Americans know the dangers of drugs like morphine and heroin. But what about a supplement that acts like an opiate which any kid can buy from a vending machine?
Kratom, an herb that’s legal, abundant and potentially dangerous, is currently the subject of a debate over its risks and benefits. Usually the leaf, which comes from a tropical Southeast Asian tree, can be chewed, brewed or crushed into a bitter green powder. Often sold as pills, capsules or extracts, it acts like a stimulant when someone takes a small amount but has a sedative effect at a higher dosage.
People who have struggled with an opioid addiction swear kratom salvaged their health, livelihoods and relationships. But the federal Drug Enforcement Agency worries the substance carries the risk of physical dependency. The agency threatened to prohibit kratom in 2016, but advocates and lawmakers pushed back, and the ban never occurred. These days, the DEA lists it as a drug of concern.
‘Kratom Changed My Life’
Linda Kline, 33, sells kratom for a living. She says her store has given her a new purpose in life, and while she herself doesn’t have an opioid dependency, she credits kratom with turning around her mental health.
“I went from feeling desperate and hopeless to finding an alternative where I had full control over how I felt,” she said.
She used to be paralyzed by anxiety and panic attacks. When her insurance carrier threatened to cut her Prozac prescription, she felt desperate. A friend suggested kratom, so she picked some up at a smoke shop.
Her anxiety vanished.
“It almost feels like you’re having just a little glass of wine,” Kline says. “It’s really relaxing. There’s no melting of the walls.”
The new habit cost about $6 a day, but Kline couldn’t always find a quality supply. The Food and Drug Administration has recalled dozens of salmonella-tainted products sold online or in convenience stores. The agency has also found toxic heavy metals in kratom supplements.

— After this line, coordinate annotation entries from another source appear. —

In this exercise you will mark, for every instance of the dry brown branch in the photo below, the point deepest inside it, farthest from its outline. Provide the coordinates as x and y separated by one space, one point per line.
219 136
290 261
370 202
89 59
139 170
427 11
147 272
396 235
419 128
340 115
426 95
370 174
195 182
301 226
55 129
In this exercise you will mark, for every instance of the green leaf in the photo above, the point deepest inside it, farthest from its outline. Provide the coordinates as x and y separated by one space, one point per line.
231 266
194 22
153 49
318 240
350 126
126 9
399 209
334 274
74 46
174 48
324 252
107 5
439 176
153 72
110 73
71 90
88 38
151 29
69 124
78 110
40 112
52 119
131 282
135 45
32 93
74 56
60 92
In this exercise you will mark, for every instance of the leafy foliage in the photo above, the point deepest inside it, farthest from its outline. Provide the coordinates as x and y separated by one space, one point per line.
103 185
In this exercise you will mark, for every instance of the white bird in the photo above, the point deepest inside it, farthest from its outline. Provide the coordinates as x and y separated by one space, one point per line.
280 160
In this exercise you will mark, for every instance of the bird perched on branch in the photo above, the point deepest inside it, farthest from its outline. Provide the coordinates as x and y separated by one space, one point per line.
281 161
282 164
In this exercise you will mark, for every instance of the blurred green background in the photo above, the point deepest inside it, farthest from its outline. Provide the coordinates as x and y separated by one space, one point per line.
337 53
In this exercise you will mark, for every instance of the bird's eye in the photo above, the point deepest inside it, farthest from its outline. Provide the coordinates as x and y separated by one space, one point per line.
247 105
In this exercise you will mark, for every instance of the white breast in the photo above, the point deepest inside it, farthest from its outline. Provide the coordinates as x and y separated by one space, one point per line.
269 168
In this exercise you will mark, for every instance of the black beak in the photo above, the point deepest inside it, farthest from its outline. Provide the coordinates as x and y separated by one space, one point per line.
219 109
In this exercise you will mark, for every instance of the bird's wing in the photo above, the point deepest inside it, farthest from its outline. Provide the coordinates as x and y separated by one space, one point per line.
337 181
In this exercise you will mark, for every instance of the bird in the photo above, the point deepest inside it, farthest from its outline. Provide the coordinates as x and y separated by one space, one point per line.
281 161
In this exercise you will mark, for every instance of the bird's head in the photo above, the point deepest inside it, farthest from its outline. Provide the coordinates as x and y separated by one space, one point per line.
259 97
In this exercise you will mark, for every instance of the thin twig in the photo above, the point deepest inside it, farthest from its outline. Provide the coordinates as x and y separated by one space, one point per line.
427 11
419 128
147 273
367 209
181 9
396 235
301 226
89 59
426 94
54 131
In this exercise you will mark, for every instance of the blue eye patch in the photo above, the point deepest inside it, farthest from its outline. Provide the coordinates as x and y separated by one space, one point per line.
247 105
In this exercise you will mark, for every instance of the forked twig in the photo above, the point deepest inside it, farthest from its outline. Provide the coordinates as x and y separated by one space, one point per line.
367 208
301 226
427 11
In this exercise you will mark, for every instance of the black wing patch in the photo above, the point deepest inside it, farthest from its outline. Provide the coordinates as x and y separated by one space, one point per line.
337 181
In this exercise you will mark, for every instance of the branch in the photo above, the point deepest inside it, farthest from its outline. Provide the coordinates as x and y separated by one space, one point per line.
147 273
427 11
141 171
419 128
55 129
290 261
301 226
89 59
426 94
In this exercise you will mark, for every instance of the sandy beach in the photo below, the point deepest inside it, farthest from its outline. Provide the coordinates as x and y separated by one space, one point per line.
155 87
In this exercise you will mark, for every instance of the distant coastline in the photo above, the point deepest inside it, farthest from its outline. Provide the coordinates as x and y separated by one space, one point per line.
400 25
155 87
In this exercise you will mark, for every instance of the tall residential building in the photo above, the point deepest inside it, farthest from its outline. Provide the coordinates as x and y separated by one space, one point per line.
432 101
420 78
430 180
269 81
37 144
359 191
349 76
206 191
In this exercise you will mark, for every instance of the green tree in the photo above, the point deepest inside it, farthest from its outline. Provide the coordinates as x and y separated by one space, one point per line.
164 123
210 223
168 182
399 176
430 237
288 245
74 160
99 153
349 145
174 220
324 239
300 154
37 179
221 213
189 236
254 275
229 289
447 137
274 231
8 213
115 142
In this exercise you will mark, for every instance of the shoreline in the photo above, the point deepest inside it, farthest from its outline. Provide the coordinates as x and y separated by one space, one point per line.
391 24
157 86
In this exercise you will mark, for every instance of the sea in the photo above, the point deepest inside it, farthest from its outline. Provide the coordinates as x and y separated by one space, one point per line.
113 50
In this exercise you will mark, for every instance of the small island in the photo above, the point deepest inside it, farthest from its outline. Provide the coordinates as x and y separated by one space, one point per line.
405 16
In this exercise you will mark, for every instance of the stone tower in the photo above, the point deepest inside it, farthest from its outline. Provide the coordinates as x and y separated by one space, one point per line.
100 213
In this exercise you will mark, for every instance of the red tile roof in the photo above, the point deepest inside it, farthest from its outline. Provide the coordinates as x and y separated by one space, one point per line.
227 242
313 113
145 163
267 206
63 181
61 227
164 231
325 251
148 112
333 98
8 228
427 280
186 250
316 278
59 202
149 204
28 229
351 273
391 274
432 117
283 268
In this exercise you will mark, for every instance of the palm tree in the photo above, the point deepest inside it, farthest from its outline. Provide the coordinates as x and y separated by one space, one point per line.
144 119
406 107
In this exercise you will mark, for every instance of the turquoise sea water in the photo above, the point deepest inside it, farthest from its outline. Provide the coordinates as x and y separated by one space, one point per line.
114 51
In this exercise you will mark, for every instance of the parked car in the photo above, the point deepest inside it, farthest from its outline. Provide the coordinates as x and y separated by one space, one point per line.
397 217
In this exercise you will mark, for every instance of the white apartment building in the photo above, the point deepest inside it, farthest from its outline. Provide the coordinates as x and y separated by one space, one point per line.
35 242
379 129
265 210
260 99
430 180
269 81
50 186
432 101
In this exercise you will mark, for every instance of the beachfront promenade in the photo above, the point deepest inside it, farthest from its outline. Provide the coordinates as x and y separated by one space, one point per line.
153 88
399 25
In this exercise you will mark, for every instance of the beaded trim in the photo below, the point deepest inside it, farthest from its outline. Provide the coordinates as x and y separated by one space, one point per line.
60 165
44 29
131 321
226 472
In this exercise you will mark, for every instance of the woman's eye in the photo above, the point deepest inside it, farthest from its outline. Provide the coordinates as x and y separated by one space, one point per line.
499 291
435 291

That’s one reason Kline started her own chic boutique, Bumble Bee Botanicals, devoted exclusively to kratom products. In a few weeks she’ll open her fifth location in less than two years. The shops offer 15 different kratom strains at outlets in California, Idaho and Nevada. Her clients’ reviews online claim kratom is a miraculous herb that relieves pain, quells anxiety, subdues depression and generally lifts spirits.
Reviews like that haunt Mateo Martinez.
“My brother believed the marketing of kratom, that it was a natural herbal supplement that could provide you with the same benefits of an opioid without the risks,” he said.
Mateo’s younger brother, Marco, struggled with an opioid addiction in high school. Mateo describes Marco as a charismatic, creative teen, passionate about video games, cartoons and anime. Marco got hooked on painkillers after his dentist pulled his wisdom teeth.
“He was using them in a way that wasn’t just for treating pain,” Mateo said.
Email receipts show Marco used bitcoin to buy Vicodin and fentanyl on the dark web.
During his freshman year at UC Davis, the 19-year-old started hyperventilating regularly. The incidents worsened, becoming seizure-like episodes ending in the emergency room. Each hospitalization, the doctors were stumped. No one thought to test for kratom.
Mateo theorizes that kratom had built up in his brother’s body. Marco died in his UC Davis dorm in February 2018, late on a Sunday night. The toxicology report named kratom as the cause of death.
“I think kratom needs to come with a much more serious caution that it is not harmless,” Mateo said. “I’m very heartbroken.”
In a recent 18-month period, the federal Centers for Disease Control reported 90 kratom overdoses, although most involved a combination of substances.